Along with the refusal on the change, though, the city said it wants to help find housing for all of the residents who’ve been living in those tents.
Lewis says he and the supporters of the homeless enclave believe that the city wants to help.
“It feels like they’re serious, you know,” Lewis says. “People really weren’t on board with it [before] like they are now. And that’s great”
But Lewis also says the task of taking care of the tent city resident’s somewhere else is daunting.
“This is a huge undertaking,” he says. “If we can do this, if we get can 40 to 45 people housed in two months, it will be astronomical."
Will Van Dyke is a behavioral health counsellor who’s worked with Akron’s homeless for 15 years and volunteers at Second Chance Village.

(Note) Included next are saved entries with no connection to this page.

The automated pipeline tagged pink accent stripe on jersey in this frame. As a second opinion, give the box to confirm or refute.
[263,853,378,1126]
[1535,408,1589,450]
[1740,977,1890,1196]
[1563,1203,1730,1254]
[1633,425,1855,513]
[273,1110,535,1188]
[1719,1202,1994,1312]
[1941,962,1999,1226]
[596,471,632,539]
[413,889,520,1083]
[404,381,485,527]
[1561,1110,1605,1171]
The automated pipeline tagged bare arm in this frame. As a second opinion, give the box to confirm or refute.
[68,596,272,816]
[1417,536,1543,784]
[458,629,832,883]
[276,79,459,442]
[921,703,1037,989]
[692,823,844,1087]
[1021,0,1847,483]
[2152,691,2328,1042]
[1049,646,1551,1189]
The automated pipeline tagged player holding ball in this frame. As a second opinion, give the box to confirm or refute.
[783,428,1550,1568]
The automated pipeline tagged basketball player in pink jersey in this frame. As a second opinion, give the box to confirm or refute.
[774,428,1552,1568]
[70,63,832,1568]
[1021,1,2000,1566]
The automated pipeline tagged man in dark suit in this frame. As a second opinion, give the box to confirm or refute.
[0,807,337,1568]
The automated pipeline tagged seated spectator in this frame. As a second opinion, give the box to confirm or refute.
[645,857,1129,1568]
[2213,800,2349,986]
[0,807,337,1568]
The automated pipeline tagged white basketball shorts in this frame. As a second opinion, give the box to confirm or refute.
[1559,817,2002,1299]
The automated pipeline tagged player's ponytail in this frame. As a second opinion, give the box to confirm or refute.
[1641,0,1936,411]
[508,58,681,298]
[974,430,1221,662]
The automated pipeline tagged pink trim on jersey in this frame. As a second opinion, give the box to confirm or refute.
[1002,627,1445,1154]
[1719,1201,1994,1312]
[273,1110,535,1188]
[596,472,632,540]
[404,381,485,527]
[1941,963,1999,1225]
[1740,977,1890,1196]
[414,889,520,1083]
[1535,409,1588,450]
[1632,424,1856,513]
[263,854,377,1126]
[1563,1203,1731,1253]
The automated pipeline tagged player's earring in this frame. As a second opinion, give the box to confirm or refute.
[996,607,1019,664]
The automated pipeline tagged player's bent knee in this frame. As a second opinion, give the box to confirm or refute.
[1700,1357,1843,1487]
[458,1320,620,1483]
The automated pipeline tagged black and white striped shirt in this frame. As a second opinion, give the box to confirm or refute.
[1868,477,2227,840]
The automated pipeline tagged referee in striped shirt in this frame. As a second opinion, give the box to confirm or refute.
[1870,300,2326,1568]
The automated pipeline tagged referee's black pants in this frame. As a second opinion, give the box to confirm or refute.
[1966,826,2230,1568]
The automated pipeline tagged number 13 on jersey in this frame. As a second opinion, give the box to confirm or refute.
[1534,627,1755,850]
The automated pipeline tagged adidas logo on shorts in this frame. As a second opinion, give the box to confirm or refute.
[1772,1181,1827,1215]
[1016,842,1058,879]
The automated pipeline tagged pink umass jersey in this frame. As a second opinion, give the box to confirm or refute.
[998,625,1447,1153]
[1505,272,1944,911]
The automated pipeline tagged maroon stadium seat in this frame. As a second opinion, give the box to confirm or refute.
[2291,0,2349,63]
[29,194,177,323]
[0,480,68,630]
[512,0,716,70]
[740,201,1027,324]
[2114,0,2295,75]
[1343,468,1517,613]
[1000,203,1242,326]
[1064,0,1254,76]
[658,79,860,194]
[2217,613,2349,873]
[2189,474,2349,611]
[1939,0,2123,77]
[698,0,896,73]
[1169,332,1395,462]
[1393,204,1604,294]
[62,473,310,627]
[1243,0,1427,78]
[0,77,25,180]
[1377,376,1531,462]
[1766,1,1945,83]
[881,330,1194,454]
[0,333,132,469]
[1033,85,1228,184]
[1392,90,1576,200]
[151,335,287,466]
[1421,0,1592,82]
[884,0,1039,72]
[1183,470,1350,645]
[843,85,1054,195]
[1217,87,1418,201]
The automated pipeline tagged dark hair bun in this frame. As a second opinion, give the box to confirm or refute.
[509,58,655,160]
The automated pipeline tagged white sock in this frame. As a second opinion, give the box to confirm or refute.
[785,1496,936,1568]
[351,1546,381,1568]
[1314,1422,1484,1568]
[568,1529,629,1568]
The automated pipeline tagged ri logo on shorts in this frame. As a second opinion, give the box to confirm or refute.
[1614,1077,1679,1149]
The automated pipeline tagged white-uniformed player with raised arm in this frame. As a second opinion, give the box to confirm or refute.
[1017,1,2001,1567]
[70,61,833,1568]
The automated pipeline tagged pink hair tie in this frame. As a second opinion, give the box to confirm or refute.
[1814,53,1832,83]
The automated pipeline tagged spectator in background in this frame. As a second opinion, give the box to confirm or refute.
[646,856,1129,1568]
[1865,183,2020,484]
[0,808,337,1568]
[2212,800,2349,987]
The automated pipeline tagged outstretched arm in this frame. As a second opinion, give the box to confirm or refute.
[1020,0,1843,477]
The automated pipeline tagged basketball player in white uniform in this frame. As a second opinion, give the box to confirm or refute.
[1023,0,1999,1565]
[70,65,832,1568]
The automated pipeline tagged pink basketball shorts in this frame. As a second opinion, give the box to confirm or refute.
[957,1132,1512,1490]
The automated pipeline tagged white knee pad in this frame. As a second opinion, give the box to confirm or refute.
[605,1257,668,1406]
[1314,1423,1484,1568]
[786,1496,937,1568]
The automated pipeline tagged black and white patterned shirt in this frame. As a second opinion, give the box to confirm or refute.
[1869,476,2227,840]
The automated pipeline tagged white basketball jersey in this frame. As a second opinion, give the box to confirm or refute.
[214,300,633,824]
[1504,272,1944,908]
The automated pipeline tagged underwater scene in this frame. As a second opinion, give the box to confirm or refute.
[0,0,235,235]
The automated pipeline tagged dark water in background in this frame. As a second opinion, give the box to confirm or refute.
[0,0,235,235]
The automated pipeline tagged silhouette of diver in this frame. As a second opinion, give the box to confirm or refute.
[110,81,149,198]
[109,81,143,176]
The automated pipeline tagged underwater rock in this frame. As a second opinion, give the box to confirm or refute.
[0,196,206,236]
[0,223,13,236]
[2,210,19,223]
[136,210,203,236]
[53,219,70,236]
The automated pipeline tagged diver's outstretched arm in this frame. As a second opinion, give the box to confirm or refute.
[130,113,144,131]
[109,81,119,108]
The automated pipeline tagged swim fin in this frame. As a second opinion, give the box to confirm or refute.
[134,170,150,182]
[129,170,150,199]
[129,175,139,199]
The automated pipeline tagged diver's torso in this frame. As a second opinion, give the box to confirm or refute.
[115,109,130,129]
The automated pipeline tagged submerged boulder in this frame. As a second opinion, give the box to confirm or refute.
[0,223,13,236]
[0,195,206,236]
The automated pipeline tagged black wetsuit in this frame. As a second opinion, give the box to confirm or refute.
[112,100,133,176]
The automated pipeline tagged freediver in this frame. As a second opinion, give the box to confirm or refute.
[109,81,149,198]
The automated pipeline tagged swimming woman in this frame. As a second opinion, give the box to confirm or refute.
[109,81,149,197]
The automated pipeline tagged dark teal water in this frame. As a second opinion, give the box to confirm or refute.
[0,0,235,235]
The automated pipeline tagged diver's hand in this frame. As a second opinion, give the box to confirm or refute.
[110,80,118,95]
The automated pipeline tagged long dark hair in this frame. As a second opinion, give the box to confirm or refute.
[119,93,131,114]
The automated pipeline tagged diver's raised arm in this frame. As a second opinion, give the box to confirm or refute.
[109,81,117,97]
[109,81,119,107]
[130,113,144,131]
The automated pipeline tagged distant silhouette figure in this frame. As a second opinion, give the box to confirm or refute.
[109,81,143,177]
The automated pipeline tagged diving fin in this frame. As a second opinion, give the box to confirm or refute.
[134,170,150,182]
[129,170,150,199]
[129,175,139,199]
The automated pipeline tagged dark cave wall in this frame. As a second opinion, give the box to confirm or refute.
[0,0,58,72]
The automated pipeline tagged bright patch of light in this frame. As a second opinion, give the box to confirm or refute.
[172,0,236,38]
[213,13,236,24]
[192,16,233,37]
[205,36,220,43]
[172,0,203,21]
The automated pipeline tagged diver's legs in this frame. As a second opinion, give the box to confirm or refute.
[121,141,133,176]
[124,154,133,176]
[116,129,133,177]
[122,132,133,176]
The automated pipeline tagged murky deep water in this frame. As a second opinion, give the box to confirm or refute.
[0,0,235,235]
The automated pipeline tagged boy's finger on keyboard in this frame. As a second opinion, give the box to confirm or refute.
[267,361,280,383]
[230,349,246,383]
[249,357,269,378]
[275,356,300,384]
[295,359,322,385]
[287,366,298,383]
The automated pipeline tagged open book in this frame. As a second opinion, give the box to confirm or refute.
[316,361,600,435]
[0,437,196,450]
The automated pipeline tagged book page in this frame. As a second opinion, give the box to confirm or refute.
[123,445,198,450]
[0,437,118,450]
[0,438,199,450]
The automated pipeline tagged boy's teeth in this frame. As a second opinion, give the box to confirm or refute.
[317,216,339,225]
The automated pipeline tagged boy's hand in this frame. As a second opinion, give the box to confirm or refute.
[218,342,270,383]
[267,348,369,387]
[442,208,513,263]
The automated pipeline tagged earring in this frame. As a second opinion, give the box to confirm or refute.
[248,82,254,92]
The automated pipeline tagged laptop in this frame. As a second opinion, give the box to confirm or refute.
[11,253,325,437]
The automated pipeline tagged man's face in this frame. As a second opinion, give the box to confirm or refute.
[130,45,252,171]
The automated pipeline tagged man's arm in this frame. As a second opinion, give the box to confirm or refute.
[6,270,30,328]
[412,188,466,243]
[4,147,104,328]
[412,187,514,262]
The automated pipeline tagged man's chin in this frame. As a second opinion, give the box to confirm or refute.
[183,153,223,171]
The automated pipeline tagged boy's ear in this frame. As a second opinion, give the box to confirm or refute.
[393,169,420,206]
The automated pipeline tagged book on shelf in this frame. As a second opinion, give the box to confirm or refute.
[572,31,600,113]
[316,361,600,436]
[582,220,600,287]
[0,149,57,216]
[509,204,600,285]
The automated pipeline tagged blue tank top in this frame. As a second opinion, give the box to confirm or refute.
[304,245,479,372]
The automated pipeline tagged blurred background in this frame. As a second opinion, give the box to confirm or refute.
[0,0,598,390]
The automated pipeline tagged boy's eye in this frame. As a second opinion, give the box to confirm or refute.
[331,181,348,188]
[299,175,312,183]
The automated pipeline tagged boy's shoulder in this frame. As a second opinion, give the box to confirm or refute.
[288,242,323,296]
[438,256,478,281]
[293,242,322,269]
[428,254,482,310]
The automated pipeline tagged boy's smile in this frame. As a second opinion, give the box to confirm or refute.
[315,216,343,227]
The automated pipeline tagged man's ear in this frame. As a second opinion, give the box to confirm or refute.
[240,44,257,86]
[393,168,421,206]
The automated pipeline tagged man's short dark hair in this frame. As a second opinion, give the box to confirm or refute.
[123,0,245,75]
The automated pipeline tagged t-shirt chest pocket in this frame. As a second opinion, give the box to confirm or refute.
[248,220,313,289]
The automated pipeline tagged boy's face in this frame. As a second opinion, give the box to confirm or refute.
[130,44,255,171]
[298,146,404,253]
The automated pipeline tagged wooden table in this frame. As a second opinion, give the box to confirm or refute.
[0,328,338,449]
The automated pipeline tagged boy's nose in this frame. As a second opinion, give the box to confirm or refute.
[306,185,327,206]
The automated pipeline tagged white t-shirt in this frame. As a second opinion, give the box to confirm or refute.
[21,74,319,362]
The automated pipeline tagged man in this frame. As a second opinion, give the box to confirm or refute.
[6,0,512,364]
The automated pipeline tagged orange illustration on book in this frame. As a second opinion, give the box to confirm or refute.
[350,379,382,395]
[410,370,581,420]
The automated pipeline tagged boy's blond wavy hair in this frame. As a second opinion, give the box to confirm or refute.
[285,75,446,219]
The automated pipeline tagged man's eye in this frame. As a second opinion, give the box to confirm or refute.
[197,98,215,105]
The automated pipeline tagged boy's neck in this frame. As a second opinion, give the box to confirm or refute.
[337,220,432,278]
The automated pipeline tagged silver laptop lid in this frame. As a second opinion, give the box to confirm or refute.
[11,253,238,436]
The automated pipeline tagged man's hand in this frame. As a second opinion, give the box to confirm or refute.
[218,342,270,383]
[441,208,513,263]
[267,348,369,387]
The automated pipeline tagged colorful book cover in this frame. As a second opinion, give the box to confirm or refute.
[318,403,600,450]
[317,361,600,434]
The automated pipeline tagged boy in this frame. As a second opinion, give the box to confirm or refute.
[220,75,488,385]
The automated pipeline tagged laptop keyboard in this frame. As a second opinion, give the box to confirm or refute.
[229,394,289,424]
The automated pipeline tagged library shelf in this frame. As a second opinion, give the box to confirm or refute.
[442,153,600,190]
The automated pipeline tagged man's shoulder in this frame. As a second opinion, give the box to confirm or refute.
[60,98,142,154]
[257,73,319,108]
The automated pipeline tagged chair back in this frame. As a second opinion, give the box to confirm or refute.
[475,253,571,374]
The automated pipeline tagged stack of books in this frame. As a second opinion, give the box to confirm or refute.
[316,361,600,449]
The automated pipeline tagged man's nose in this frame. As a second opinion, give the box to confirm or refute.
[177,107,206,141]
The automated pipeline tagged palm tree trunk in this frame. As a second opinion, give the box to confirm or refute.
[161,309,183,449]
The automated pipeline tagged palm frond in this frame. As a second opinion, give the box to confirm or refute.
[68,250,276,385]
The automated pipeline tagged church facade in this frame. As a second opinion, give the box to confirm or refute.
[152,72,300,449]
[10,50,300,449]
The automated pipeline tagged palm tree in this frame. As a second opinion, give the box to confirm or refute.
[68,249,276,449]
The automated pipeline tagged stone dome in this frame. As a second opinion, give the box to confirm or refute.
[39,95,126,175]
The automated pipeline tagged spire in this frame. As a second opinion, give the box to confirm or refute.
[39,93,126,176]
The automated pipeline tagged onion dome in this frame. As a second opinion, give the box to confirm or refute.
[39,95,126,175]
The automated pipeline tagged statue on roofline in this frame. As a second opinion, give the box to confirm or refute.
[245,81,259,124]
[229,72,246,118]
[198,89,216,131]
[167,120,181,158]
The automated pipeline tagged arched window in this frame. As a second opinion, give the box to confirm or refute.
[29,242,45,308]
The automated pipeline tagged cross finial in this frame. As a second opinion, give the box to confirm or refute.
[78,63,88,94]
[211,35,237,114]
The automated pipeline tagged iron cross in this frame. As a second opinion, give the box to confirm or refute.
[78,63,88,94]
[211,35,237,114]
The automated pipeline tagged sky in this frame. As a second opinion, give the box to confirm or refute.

He says finding the right placements for homeless clients is especially important.
“If they want to get these people housed you can’t just come in and say, “O.K., we’re going to put him here, and we’re going to put him here.’ You don’t want to put somebody in a place where they might flip out because they’re not comfortable there,” Van Dyke says. “They need a needs assessment.”
The process has been helped along by both city agencies and private non-profits.
“Community support services were here.” said Lewis. “They started doing their official intake process.”
Lewis also points out that there is a housing team put in place.
City Council member Zack Milkovich stoped by to see how the shut down plans are proceeding. He asked about morale, and VanDyke said it’s not bad, but most of the residents are anxious about what’s going to happen.
Second Chance Village resident Rochelle Devo, ended up there after her marriage ended and then she lost her job. She’s concerned too – not so much with the transition but with how publicity is causing stereotyping that may hurt the efforts of many at Second Chance Village to find housing.
“Yeah, I’m worried that we’re getting a bad rap," Devoe said. "And there are people here, good people, who don’t do any drugs and don’t have any criminal record. They’re just down on their luck. Like me.”
Sage Lewis says he believes comprehensive solutions to homelessness are still frustratingly far away. However, he is encouraged by the city’s evolving attitudes toward the problem.
But he says even when the tents are gone, he and his “The Homeless Charity” non-profit will continue offering counseling.